Mauldin came home in 1945 and brought Willie and Joe with him. It turned out that he had as difficult a time readjusting as his fictional characters. My generation grew up hearing about the difficulties that returning Viet Nam veterans experienced - particularly as participants in an unpopular war and during a period of great social upheaval in this country - but this was by no means the first time in US history that large numbers of discharged veterans found peacetime readjustment difficult and society unwilling or unable to comprehend what they had been through and unsure what to do with them. The GI Bill and other benefits programs notwithstanding, the "points system" for discharging WWII veterans meant that they came home singly rather than in a body, and had to face integration on their own.
Mauldin continued to write his cartoon for United Features Syndicate, drawing unsparingly about the problems of veterans but also the deep flaws in American Society. He held no brief with Red-baiters, bigots, and isolationists, and this caused some papers to drop his strip and put him at odds with editorial sensors quite different from those at Stars and Stripes. Mauldin himself characterized his drawings as "pretty heavy humor, and it doesn't seem funny at all sometimes when you think it over."

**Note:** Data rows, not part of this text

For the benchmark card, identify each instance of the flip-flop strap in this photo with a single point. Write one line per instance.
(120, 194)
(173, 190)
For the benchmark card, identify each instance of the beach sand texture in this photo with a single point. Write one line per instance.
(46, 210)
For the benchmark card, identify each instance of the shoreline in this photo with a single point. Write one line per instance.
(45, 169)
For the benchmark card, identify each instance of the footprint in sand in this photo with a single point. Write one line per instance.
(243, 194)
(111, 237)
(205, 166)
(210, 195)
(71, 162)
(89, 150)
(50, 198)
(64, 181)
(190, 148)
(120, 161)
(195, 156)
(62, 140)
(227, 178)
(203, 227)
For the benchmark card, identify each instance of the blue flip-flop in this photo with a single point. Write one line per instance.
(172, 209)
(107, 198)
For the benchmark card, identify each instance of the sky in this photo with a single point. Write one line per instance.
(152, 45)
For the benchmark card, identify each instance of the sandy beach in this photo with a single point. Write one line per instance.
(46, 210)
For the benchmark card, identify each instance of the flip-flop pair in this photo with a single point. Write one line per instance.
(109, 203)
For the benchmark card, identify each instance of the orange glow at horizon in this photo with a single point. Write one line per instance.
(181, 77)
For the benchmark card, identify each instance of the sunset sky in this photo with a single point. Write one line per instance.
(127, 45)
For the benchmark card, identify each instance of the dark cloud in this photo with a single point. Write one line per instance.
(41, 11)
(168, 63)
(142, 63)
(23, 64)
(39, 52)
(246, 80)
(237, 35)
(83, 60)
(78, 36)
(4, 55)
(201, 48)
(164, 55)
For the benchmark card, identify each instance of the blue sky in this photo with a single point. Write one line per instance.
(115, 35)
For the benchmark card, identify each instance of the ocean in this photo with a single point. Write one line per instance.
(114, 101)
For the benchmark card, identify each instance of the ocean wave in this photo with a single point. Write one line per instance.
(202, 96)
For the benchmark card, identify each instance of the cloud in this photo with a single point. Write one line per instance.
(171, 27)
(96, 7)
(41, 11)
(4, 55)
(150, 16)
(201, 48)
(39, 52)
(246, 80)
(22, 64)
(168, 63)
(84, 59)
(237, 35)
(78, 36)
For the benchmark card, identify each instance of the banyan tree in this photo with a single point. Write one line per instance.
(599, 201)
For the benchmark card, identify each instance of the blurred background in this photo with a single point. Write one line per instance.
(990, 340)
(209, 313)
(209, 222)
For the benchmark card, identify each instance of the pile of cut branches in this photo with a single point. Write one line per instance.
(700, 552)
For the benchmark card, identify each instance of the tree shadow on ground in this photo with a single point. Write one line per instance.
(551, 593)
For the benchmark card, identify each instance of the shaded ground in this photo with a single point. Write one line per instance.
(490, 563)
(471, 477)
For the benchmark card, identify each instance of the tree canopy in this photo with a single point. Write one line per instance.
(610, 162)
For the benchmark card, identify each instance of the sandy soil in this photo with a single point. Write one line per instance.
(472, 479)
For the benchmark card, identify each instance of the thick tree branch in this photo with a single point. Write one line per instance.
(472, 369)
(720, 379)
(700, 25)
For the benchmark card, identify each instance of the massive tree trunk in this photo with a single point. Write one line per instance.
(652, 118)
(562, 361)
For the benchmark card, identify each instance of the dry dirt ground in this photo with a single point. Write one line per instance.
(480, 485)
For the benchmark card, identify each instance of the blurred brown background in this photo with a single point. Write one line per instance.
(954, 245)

His second cartoon collection, Back Home (1947), is biting social commentary, harder to look at even now than his exhausted ragged infantrymen in their soggy foxholes making the best of a bad situation. Jim Crow and the KKK, homeless veterans, censorship and the HUAC: none were spared his pen and ink. On his pessimistic cartoons of the new United Nations, Mauldin writes:
"I think there is a hell of a difference between cynicism and pessimism. A person who is cynical about the idea of the UN thinks that human nature and selfishness will always cause war and that anything designed to prevent armed conflicts is a waste of time. A pessimist merely thinks the UN is doomed to failure unless something happens to change the way it's going."

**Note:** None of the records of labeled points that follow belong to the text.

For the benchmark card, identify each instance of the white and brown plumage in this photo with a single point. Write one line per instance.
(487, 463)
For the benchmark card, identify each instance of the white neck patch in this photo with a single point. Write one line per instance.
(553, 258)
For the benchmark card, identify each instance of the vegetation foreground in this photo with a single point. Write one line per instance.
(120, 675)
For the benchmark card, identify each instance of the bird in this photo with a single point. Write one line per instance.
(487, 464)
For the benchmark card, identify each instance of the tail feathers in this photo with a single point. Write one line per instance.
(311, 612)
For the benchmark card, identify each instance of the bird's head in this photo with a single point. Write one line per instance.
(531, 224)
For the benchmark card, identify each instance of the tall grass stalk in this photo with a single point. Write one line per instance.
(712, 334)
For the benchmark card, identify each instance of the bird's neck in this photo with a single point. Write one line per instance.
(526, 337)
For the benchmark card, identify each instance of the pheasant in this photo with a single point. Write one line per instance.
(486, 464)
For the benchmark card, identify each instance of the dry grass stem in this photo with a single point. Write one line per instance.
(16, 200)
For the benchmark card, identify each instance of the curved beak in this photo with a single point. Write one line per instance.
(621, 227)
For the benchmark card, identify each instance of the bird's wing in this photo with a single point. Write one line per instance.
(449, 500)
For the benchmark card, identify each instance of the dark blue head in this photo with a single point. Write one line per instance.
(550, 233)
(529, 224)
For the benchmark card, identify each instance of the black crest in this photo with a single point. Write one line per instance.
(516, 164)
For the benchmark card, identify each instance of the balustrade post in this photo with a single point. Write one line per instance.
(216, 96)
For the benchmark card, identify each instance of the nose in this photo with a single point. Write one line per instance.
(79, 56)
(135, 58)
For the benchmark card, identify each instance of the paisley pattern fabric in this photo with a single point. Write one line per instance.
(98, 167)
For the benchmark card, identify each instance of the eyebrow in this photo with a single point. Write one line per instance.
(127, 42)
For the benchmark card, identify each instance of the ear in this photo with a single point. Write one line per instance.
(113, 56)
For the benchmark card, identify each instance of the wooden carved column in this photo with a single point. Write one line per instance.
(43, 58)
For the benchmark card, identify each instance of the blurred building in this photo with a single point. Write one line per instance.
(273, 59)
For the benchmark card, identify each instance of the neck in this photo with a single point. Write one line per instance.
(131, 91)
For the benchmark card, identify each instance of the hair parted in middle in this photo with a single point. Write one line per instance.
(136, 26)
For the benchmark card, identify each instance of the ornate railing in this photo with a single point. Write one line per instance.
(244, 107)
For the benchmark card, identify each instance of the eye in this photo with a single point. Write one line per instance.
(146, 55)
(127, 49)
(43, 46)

A youthful curmudgeon, and iconoclast, champion of the dogface and the underdog, Mauldin was not cut out for a successful stateside career. Yet this two time Pulitzer winner may arguably be the finest political cartoonist of his generation, if not the 20th century, and I am always struck when I pick up one of his books at how time and again he nails an issue with some well chosen words and pen strokes. The time period from which it comes does not date his art, nor make his cartoons less relevant to modern readers.
Bill Mauldin is a national treasure! Why isn't his birthday a national holiday?